Well into his seventies, Gazzara continues to be active. In 2003, he was in the ensemble cast of the experimental film Dogville, directed by Lars von Trier of Denmark and starring Nicole Kidman. Several other projects have recently been completed or are currently in production.
Gazzara contracted throat cancer in 1999. He lost more than 40 pounds during treatment.

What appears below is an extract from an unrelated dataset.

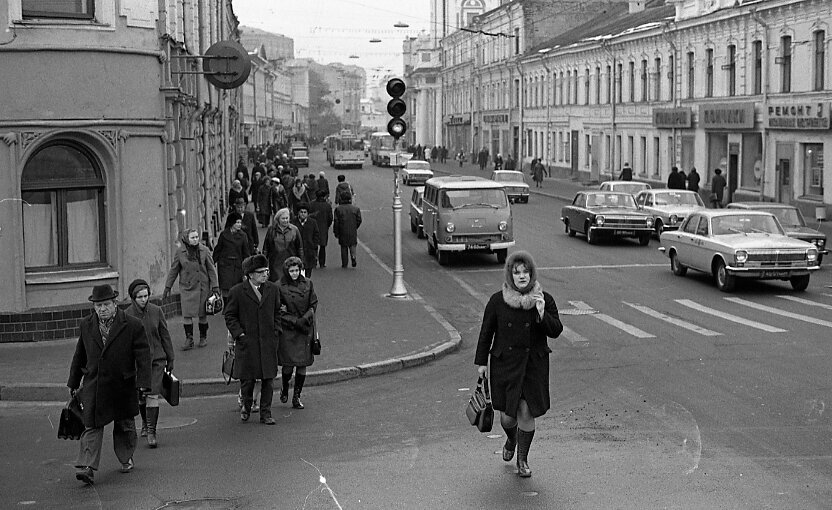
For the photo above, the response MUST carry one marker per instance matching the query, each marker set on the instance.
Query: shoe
(86, 475)
(127, 466)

He has been married three times, to Louise Erickson (1951-57), actress Janice Rule (1961-79) and Elke Krivat (sometimes listed as Elke Stuckmann) since 1982.
In his 2004 autobiography, "In the Moment: My Life as an Actor," the actor recounts his love affair with actress Audrey Hepburn. They co-starred in two of her final films, "Bloodline" (1979) and "They All Laughed" (1981).
Friend of Robert Vaughn (Napoleon Solo)( The Man From U.N.C.L.E.). During filming of ( in Czechoslovakia ) the big budget war movie The Bridge at Remagen with co-stars , Robert Vaughn ,Bradford Dillman and George Segal , was placed under house arrest during the Soviet invasion of Czechoslovakia he and friend Robert Vaughn planned a daring escape of a Czechoslovakian translator who wanted to defect to the West and ultimatly the US , this adventure rivaled anything Napoleon Solo would have attempted on The Man From U.N.C.L.E.